Mehr als 70 Brunnen in Dresden gehören der Stadt.  Dazu gehören zum Beispiel die beiden auf dem Albertplatz, der Brunnen am Palaisplatz und die vielen Anlagen auf der Prager Straße. Und auch das Schlösserland Sachsen hat viele Brunnen zu Ostern wieder in Betrieb.

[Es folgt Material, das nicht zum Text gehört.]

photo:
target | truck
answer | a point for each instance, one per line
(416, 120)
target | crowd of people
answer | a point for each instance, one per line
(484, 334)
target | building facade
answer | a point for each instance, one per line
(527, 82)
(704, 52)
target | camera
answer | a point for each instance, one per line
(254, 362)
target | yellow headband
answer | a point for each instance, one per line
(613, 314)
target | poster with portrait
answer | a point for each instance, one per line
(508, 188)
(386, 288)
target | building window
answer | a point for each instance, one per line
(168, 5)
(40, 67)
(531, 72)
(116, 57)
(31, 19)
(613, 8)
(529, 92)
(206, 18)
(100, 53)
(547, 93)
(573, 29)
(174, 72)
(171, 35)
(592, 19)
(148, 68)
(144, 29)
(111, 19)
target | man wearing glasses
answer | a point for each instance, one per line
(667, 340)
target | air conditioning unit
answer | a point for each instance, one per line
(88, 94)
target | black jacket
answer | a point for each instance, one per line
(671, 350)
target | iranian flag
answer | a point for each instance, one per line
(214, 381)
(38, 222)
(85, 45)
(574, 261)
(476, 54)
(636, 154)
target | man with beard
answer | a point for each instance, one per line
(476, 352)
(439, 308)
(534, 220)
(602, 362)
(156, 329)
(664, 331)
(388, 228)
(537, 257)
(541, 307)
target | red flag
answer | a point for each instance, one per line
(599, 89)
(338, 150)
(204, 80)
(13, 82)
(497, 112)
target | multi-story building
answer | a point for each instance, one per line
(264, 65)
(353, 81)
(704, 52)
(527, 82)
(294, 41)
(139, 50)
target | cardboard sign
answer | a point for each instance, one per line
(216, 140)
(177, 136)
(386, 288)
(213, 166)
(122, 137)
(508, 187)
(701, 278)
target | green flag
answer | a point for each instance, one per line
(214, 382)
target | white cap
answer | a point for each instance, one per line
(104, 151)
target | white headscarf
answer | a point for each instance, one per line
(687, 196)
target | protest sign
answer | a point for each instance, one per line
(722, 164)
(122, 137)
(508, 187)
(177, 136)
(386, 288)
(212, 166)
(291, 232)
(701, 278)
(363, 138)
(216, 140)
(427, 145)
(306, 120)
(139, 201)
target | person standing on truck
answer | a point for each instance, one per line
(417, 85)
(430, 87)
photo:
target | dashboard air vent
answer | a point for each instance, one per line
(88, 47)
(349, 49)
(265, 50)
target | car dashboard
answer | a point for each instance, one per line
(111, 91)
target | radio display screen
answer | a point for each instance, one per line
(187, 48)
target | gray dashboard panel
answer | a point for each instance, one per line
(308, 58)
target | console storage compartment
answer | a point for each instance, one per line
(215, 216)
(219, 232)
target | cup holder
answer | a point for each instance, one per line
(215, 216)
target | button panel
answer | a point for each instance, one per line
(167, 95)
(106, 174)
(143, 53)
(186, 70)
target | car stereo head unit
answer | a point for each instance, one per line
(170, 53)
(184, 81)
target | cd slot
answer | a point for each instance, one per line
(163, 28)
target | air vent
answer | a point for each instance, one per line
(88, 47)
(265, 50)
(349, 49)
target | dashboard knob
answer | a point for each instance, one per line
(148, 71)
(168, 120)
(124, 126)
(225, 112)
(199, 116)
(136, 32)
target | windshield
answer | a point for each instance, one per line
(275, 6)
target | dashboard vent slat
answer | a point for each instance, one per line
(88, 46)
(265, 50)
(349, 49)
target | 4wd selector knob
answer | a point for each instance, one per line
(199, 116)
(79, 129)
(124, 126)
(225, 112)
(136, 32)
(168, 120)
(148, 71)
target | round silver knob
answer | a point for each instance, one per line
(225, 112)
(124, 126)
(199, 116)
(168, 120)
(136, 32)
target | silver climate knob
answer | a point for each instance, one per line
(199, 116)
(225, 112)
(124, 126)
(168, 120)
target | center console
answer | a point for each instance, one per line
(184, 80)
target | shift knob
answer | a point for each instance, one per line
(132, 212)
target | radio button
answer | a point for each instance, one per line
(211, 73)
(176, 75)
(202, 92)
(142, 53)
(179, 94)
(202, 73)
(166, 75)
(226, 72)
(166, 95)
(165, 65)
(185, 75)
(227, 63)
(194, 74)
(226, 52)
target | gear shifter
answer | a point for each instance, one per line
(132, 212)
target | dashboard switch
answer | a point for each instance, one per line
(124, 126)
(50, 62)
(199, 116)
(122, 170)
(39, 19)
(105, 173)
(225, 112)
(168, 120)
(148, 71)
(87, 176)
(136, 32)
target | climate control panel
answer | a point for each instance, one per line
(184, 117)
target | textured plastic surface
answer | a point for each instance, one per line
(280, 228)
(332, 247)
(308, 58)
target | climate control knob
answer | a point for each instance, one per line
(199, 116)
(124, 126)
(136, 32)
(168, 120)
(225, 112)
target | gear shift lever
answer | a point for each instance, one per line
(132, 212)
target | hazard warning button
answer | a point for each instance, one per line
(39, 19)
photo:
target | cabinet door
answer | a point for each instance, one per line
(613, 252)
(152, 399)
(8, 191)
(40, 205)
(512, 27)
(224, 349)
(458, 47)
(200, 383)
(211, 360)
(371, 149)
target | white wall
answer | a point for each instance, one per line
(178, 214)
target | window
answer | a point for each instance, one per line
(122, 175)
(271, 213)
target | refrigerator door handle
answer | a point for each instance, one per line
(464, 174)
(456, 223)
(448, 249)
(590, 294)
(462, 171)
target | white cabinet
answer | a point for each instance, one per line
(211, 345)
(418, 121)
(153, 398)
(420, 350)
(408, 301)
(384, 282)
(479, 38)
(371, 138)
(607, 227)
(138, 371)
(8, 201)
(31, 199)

Auch in Freital wurden die Brunnen fit gemacht:

Freital bietet eine vielfältige Brunnenlandschaft. Nach der Winterpause werden die neun Wasserspiele in Verantwortung der Stadt nun wieder in Betrieb genommen. Seit Kurzem sprudeln die ersten Anlagen bereits, so zum Beispiel der Rotkopf-Görg-Brunnen am Platz des Handwerks, der Kopfwäschebrunnen an der Dresdner/Turnerstraße und der Brunnen am Neumarkt. Für die weiteren Brunnen ist die Inbetriebnahme in den kommenden Tagen bis Ostern vorgesehen.

Weitere Brunnen sind der Bachlauf im Mehrgenerationenpark in Zauckerode, der Bachlauf Brückenstraße im Mühlenviertel, die Teichfontäne Goetheplatz, der  Storchenbrunnen an der Albert-Schweitzer-Straße,  der Brunnen in Döhlen an der Weißiger Straße/Fausts Gasse und die Tropfende Nase an der Post Ecke Dresdner Straße/Coschützer Straße.

Mit der Wartung der Anlagen sind zwei Firmen beauftragt. Zu den Arbeiten gehören im Frühjahr der Einbau von im Winter abgebauten Brunnenteilen, die Prüfung der Anlage, die Befüllung und Inbetriebnahme der Pumpe sowie ggf. die Einstellung der Wasserdüsen. Reparaturen werden nach Bedarf erledigt.  Für Unterhaltung und Wartung der Brunnen rechnet die Stadt jährlich mit Kosten über rund 15.000 Euro. Für Reparaturen und Material kommen je nach Aufwand mehrere tausend Euro dazu.

Die Betriebskosten für Strom und Wasser liegen bei rund 10.000 Euro im Jahr, je nach Verdunstung.  Die Anlage in Zauckerode wird kostensparend über eine Zisterne oder Brunnenwasser gespeist.